Is the vacuum necessary?

SGC · May 23, 2020, 2:21pm

@alexey i suppose this one shoud also go in the is vacuum necessary?
because i don’t understand why something is needed doesn’t mean i don’t need it…
i got an open mind which is why i actually bother starting to research the topic of vacuum since people keep talking about it in relation to the db locked issues… which i’ve also been seeing alot at times.

maybe i need to vacuum, maybe i don’t… if nothing else it’s an interesting concept i like to understand a bit more about… ignorance is a dangerous thing, but then again so is a little knowledge lol so yeah…

i duno sorry, pretty sure if i did vacuum zfs would do it in ram maybe not 100% but enough that making a ramdisk for it wouldn’t make sense.

if your vacuum is slow, don’t you think you might be running to big blocksizes and run into an actual caching issue, it’s 500mb shouldn’t be anything any modern computer couldn’t handle with ease, so long as it’s configured to use regular size blocks on drives.

in this example a workload related to something with databases, i forget what… he runs into a data amplification of x40 because of his blocksize and when caching isn’t working correctly his workload ends up being basically tons of extra disk reads…

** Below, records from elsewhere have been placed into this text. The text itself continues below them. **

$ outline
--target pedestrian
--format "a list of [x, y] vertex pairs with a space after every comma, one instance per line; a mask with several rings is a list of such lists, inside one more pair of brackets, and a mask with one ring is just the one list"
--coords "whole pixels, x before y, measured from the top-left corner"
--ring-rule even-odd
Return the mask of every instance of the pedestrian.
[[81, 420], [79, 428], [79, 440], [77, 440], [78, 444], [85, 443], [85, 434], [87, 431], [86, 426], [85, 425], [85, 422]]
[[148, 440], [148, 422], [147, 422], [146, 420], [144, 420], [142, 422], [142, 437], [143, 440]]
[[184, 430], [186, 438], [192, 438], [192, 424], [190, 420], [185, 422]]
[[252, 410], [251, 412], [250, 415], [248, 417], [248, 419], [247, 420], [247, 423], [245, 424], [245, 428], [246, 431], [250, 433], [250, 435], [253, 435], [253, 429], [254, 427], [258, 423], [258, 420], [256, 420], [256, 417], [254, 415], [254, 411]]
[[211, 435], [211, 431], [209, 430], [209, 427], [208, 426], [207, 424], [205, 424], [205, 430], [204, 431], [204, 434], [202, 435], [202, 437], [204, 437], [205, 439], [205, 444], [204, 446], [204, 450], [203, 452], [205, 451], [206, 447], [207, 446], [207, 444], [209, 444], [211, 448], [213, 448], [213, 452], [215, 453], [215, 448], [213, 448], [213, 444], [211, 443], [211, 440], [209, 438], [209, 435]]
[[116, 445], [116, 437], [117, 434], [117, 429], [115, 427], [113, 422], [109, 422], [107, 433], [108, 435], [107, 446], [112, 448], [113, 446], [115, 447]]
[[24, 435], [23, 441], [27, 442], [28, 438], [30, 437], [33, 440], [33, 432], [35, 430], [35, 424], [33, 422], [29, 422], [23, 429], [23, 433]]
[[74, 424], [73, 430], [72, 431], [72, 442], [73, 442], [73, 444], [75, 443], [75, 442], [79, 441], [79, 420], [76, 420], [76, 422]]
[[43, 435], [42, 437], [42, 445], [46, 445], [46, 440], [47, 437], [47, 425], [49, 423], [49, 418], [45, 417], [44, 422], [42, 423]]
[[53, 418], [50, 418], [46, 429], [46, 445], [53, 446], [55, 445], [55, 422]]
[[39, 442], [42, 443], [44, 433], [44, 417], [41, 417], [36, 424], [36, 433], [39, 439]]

example from the link below

The sum of read bandwidth column is (almost) exactly the physical size of the file on the disk ( du output) for the dataset with primarycache=all : 2.44GB.
For the other dataset, with primarycache=metadata , the sum of the read bandwidth column is …wait for it… 77.95GB.
A FreeBSD user has posted an interesting explanation to this puzzling behavior in FreeBSD forums:

clamscan reads a file, gets 4k (pagesize?) of data and processes it, then it reads the next 4k, etc.

ZFS, however, cannot read just 4k. It reads 128k (recordsize) by default. Since there is no cache (you’ve turned it off) the rest of the data is thrown away.

128k / 4k = 32
32 x 2.44GB = 78.08GB